To make matters worse, Angel has had it with Marty and the marriage. There have been affairs, drugs, booze—you expect to hear the words "Betty Ford Clinic" at any moment. When they take the stage in the prison cafeteria, their failed dreams echo loudly in the opening number, Sonny and Cher's "I Got You, Babe."

But what looks like a funny statement on show biz with a subplot on prison life turns into something altogether different. A disappointed prisoner jumps from the audience and holds "America's Sweethearts" hostage. His demand? A rendition of "I Got You, Babe" that shows they really mean the words they sing. They changed his life with such a performance in Reno years ago, just after he'd knocked off a liquor store. He wants something to believe in.

He gets it. Angel and Marty experience emotions they haven't felt in years, the prisoners get drawn in, sing along, clap and cheer, and guards wrestle the "terrorist" offstage as he vows it was all worth it as long as the singers really meant it. They did.

Ullman's command of voices and gestures and her insight into the basic nature of a broad spectrum of society make her characters valid, be they the repressed and angry divorcee mugged as she leaves a restaurant after a disappointing date; Kay, the overweight secretary who usually spends Tuesday evenings bathing Mummy's left side; or the topless dancer at her wedding reception, celebrating the marriage and her aged husband's wealth with equally engaging believability.

Her talent alone might be considered an embarrassment of riches in a medium often deemed a wasteland. Still, it is important to consider the possible failure of an enormous talent let loose without adequate support. Think of Robin Williams and Jonathan Winters trying to make art of "Mork and Mindy." Watch "Dolly" one time.

It is, then, fortunate that for Brooks television comedy is practically synonymous with ensemble work. The show's creative team also includes executive producer Jerry Belson, who won an Emmy for "The Dick Van Dyke Show," and Heide Perlman, a writer-producer whose credits include "Cheers." Kavner is also an Emmy winner (for "Rhoda").
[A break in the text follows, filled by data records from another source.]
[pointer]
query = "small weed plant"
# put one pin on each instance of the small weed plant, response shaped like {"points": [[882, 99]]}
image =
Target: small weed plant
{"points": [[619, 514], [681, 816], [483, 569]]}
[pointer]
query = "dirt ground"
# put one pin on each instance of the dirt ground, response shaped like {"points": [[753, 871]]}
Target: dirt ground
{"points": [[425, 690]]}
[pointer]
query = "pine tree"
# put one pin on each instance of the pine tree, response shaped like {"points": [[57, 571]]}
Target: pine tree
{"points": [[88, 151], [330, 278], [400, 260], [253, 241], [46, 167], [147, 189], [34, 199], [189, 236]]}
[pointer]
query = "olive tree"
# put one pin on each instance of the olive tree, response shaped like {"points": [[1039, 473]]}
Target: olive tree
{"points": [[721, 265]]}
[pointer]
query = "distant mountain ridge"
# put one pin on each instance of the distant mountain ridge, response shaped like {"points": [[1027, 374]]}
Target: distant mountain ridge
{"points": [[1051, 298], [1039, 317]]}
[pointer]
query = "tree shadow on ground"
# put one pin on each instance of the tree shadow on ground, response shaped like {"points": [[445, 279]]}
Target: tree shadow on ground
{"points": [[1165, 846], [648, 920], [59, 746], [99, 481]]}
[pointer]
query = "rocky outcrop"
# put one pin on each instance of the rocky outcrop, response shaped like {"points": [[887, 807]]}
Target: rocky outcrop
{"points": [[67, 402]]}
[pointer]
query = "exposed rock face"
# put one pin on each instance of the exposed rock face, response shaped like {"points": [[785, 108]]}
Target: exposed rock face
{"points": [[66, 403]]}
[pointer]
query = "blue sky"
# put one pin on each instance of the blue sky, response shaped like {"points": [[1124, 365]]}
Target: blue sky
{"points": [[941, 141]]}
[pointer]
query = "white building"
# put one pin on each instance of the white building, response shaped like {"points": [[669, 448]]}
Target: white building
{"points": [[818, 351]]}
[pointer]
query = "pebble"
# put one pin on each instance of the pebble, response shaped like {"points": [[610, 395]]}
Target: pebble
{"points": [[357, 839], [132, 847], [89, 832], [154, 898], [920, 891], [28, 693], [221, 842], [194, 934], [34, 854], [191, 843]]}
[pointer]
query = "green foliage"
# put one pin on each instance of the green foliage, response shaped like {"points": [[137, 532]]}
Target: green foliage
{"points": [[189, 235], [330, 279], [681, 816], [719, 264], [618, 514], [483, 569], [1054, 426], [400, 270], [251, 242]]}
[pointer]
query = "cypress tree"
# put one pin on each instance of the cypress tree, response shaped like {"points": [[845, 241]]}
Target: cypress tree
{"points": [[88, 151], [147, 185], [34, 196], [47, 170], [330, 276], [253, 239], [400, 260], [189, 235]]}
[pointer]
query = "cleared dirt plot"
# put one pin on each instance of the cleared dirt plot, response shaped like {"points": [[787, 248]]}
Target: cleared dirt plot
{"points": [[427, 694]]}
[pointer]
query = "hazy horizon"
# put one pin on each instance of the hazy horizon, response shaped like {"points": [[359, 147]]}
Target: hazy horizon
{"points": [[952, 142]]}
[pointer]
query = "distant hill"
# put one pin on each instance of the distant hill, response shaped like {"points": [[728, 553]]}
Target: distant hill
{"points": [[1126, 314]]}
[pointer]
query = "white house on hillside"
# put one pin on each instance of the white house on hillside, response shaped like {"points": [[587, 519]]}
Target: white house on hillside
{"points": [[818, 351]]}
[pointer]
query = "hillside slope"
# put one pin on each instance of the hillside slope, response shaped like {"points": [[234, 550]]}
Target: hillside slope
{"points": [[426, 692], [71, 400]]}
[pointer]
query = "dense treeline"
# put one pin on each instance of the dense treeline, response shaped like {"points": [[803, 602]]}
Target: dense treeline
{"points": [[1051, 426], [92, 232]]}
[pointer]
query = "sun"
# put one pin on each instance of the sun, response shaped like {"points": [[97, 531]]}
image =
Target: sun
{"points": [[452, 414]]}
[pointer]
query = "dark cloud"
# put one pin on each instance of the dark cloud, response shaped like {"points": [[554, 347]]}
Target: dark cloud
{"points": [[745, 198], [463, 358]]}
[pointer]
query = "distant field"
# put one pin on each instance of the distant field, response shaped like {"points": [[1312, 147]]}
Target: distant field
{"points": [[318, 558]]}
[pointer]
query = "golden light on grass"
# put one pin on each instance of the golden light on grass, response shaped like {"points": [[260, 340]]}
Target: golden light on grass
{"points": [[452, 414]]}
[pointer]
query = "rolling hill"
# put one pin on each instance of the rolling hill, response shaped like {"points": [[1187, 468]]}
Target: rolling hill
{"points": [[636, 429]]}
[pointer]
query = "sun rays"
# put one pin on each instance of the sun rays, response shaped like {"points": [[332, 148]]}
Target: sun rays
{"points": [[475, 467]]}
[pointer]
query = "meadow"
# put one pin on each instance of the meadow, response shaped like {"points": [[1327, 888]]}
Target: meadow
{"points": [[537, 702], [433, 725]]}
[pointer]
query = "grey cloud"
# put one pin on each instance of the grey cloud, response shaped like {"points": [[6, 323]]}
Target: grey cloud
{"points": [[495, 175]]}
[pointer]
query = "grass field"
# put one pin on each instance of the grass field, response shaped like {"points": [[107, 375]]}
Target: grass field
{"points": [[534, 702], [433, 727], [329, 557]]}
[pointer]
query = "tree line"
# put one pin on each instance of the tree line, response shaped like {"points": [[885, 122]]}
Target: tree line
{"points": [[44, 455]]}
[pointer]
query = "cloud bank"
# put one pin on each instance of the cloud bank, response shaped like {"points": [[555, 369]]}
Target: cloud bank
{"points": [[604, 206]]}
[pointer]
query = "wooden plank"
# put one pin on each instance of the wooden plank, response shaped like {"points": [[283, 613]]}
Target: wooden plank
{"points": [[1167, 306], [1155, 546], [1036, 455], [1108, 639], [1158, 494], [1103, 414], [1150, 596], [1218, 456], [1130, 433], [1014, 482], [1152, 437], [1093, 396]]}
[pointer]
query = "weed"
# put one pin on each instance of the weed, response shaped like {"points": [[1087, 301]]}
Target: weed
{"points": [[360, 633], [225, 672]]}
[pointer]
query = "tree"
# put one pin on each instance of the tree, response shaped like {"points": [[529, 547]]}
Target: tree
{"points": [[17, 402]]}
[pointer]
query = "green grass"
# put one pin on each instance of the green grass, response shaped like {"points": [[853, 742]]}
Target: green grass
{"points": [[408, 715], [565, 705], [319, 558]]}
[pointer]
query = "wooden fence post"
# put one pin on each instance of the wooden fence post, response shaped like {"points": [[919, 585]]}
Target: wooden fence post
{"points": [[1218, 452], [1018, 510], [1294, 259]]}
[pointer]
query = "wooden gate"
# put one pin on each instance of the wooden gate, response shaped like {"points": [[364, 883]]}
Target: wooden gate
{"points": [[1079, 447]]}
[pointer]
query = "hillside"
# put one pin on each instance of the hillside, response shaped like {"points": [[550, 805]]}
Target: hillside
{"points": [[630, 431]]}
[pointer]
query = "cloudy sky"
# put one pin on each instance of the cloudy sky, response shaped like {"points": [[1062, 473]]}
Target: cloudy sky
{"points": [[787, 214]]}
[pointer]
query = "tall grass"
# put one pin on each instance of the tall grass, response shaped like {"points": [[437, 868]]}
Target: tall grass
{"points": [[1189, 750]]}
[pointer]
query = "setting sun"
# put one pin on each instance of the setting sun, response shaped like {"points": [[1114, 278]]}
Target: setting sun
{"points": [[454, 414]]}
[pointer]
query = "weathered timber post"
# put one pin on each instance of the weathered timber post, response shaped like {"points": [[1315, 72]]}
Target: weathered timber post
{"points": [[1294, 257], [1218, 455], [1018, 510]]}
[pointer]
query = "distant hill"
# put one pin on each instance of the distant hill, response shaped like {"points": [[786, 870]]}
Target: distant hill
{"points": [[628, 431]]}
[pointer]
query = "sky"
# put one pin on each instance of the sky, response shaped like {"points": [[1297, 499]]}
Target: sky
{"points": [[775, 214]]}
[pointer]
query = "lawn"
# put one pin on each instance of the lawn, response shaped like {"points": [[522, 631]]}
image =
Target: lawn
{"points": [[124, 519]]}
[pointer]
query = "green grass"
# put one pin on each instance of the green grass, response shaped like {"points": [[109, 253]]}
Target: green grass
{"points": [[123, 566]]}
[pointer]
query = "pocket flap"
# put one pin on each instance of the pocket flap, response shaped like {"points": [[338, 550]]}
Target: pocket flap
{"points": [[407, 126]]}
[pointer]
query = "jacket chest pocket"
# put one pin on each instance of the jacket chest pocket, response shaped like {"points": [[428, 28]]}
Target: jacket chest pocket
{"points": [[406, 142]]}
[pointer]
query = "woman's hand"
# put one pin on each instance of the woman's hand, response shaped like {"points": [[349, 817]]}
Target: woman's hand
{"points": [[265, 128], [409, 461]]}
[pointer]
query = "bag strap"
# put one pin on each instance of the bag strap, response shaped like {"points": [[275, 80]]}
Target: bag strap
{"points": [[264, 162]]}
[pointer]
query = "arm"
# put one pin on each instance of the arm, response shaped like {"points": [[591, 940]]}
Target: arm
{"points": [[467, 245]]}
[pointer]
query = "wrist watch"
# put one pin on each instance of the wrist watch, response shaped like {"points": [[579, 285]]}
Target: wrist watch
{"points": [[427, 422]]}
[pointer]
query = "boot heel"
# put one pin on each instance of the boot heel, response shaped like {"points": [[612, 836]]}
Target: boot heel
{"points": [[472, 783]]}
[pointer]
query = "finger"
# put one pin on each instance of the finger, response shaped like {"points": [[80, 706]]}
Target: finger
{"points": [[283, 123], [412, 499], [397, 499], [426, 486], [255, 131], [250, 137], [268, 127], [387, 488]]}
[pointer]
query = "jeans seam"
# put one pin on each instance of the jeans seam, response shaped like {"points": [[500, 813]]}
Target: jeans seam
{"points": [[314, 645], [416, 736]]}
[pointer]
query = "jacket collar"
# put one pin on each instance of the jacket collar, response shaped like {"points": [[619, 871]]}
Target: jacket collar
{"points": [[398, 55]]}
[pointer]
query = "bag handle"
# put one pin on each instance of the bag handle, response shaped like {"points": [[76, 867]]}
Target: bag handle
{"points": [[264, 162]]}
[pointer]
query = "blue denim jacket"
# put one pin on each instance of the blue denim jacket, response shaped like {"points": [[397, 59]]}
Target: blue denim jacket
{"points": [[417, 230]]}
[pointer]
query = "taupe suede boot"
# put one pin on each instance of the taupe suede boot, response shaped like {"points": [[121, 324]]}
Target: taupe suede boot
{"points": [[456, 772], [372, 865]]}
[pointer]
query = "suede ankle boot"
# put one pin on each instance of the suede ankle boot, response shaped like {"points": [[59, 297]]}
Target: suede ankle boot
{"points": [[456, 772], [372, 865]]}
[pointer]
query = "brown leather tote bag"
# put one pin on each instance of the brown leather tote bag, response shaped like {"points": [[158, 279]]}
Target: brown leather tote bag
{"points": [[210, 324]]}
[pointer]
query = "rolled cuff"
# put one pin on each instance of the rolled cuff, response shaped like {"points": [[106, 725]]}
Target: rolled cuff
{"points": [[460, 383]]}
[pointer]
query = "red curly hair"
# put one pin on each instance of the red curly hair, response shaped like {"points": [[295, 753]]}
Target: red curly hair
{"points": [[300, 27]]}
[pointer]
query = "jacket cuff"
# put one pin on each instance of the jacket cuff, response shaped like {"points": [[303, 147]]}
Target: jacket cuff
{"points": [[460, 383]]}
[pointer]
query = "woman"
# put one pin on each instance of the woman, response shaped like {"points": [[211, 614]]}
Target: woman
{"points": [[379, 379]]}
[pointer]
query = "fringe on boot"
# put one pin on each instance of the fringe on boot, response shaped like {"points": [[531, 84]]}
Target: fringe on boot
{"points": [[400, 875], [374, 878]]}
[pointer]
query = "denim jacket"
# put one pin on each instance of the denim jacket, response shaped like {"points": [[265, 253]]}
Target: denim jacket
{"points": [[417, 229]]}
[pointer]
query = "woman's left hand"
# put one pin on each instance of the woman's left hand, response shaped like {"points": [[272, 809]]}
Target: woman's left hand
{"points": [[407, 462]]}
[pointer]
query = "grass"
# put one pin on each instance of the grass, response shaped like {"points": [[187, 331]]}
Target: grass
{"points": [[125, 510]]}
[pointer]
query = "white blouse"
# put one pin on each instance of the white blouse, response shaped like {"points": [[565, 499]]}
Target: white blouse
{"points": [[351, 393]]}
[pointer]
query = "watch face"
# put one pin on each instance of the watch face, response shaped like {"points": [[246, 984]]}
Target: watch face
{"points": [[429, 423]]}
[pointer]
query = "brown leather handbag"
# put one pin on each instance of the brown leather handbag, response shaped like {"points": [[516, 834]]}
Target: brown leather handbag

Surrounded by creative production, writing, and direction (usually by Ted Bessell, who played Donald, Mario Thomas's boyfriend, on "That Girl") and playing off talented and innovative actors, Ullman's genius for characterization and for song, dance, and satire comes to full bloom.

As the only female member of a road crew, Ullman questions her femininity after a disgruntled motorist challenges her to a fist fight. Her fellow workers assure her that she's totally feminine (one admits that he thinks only of her while using the pneumatic drill), then they become back-up singers and dancers in a production number, there on the roadside, of Carole King's "You Make Me Feel Like a Natural Woman."

Playing Francesca, the adolescent daughter of a gay couple about to go out of town and leave her alone for the first time, Ullman invites a boy over for the evening and tells her diary the next entry will be written by a woman. The evening ends when Francesca and her date negotiate his getting to second base: under coat, over blouse, over bra, left side only, with your eyes closed. Ullman's Francesca, who actually looks and sounds like a teenager, substitutes a sofa cushion for her breast after he closes his eyes. They both feel satisfied.

After winning the Golden Globe, Ullman closed the show in the Betty Boop dress she wore to the ceremony. It was striking and zany, but she admitted that it made standing, sitting, going to the toilet, or exiting a limo without disturbing the toupee of some studio exec impossible. The next week she would come out in her usual ratty bathrobe to tell her audience to go home. Part of Ullman's charm is that you believe she'll do just that herself—go home and wait till next week to be brilliant again.

Jane B. Hill is an editor at Longstreet Press in Atlanta.